Hudson County Freeholder Anthony Romano is under fire over his decision to run for Hoboken mayor and for re-election to his county position in November, a move that will place him on the ballot twice.
Romano and his team maintain that his move is legally sound. They point to the Democratic candidate for lieutenant governor, Sheila Oliver, who is running for re-election to her Assembly seat at the same time she will appear with Phil Murphy on the gubernatorial ticket in November.
New Jersey law generally bars candidates from appearing twice on the same ballot.
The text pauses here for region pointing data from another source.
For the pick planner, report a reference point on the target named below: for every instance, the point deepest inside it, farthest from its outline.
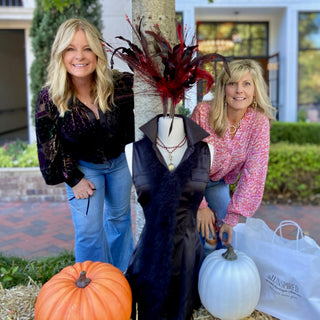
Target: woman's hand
(83, 189)
(226, 228)
(205, 222)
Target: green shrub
(295, 132)
(293, 173)
(18, 271)
(18, 154)
(5, 159)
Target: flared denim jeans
(217, 195)
(102, 222)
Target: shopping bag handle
(285, 223)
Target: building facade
(284, 36)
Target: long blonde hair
(238, 68)
(58, 80)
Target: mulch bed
(18, 304)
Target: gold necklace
(170, 150)
(235, 127)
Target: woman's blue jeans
(102, 222)
(218, 197)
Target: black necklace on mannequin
(170, 150)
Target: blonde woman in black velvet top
(84, 118)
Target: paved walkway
(34, 229)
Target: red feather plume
(181, 66)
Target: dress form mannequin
(173, 139)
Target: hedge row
(293, 174)
(298, 132)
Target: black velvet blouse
(78, 135)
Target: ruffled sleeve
(250, 187)
(56, 167)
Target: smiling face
(80, 61)
(239, 94)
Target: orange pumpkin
(88, 290)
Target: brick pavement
(34, 229)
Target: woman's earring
(254, 103)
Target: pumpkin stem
(230, 255)
(83, 281)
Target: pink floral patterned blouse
(246, 154)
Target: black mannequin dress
(163, 270)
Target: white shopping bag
(289, 269)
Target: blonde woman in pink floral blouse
(238, 120)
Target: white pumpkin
(229, 284)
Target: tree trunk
(147, 104)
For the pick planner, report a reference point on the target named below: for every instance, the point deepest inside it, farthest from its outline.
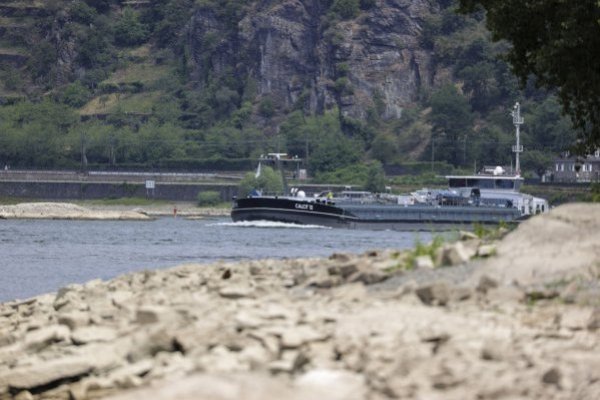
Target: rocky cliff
(521, 324)
(299, 57)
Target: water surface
(40, 256)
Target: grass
(132, 103)
(124, 201)
(139, 72)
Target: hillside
(212, 84)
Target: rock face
(346, 327)
(296, 59)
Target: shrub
(208, 198)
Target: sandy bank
(347, 327)
(53, 210)
(66, 211)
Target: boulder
(90, 334)
(41, 338)
(423, 262)
(44, 373)
(437, 293)
(454, 254)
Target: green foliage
(452, 119)
(75, 95)
(266, 107)
(208, 198)
(269, 181)
(384, 148)
(558, 43)
(129, 31)
(346, 9)
(375, 178)
(355, 174)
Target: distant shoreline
(86, 211)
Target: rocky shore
(69, 211)
(510, 318)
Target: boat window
(504, 184)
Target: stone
(552, 376)
(466, 235)
(297, 336)
(332, 384)
(344, 270)
(24, 395)
(454, 254)
(39, 339)
(436, 293)
(594, 320)
(368, 276)
(74, 319)
(505, 295)
(246, 320)
(486, 283)
(486, 250)
(290, 361)
(154, 314)
(90, 334)
(44, 373)
(423, 262)
(236, 292)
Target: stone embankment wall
(99, 190)
(479, 320)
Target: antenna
(518, 148)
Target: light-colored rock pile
(65, 211)
(346, 327)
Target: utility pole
(432, 151)
(83, 151)
(518, 148)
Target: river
(40, 256)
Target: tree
(451, 118)
(346, 8)
(129, 31)
(375, 178)
(269, 181)
(559, 43)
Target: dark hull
(370, 216)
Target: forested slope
(213, 84)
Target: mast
(518, 148)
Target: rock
(297, 336)
(486, 283)
(290, 361)
(44, 373)
(74, 319)
(434, 294)
(486, 250)
(505, 295)
(90, 334)
(454, 254)
(154, 314)
(423, 262)
(332, 384)
(24, 395)
(594, 321)
(368, 276)
(245, 320)
(344, 270)
(236, 292)
(41, 338)
(466, 235)
(552, 376)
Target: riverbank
(96, 211)
(486, 319)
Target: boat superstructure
(490, 197)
But, technically speaking, the state law at issue bars candidates from accepting “a nomination by petition” for more than one office in a single general election. Since Oliver was selected by Murphy — and not nominated by petition — Democrats say the statutory prohibition does not apply to her or any lieutenant governor nominee.
In Romano’s case, both of the offices he seeks require a “nomination by petition,” according to one of his opponents in the mayor’s race, Hoboken Councilman Michael DeFusco.
“Compelling legal questions aside, what Freeholder Romano is apparently planning on doing is exactly why so many people are disillusioned with politics — because he’s putting his own interests ahead of our community’s,” DeFusco said in a statement. “I’m running for mayor because I believe that Hoboken needs new energy, new ideas and a new leader who will be focused only on giving back to our city and helping it reach its potential, not on taking from it.”
None of Romano’s opponents has filed a legal challenge to prevent him from appearing on the ballot twice. The Hoboken City Clerk’s Office, the Hudson County Clerk’s Office, and the Hudson County Counsel’s Office did not immediately respond to requests for comment on Tuesday.
If Romano were to run for and win both races, he would be able to assume only one office, since elected officials in New Jersey are banned from dual office-holding.
“We have the right to be on the ballot twice; it is our legal right,” said Pablo Fonseca, a Romano spokesman. “Anthony can only hold one office.”
Fonseca said that Romano likely would choose to become Hoboken mayor if he won both races. That means that the Hudson County Democratic committee would fill his seat on the freeholder board until an election was held for the seat next year.
DeFusco cited a letter written by North Bergen attorney Eric Dixon to the Hudson County clerk and the state attorney general dated Aug. 22 laying out concerns with running for two offices at once. Dixon wrote the letter on behalf of an unnamed Hudson County resident who purportedly has concerns about Romano’s electoral strategy. Fonseca claims that the letter was part of a “coordinated effort” by DeFusco’s campaign.
Dixon wrote that Oliver and Romano are in two very different positions.
“She was nominated by petition for only one office, the Assembly,” Dixon wrote. “She was appointed, not nominated by petition, as the Democratic Party candidate for lieutenant governor.”
City Council President Jennifer Giattino and Councilman Ravi Bhalla are also running for mayor in Hoboken. The race opened up in June when current Mayor Dawn Zimmer announced she would not be pursuing re-election.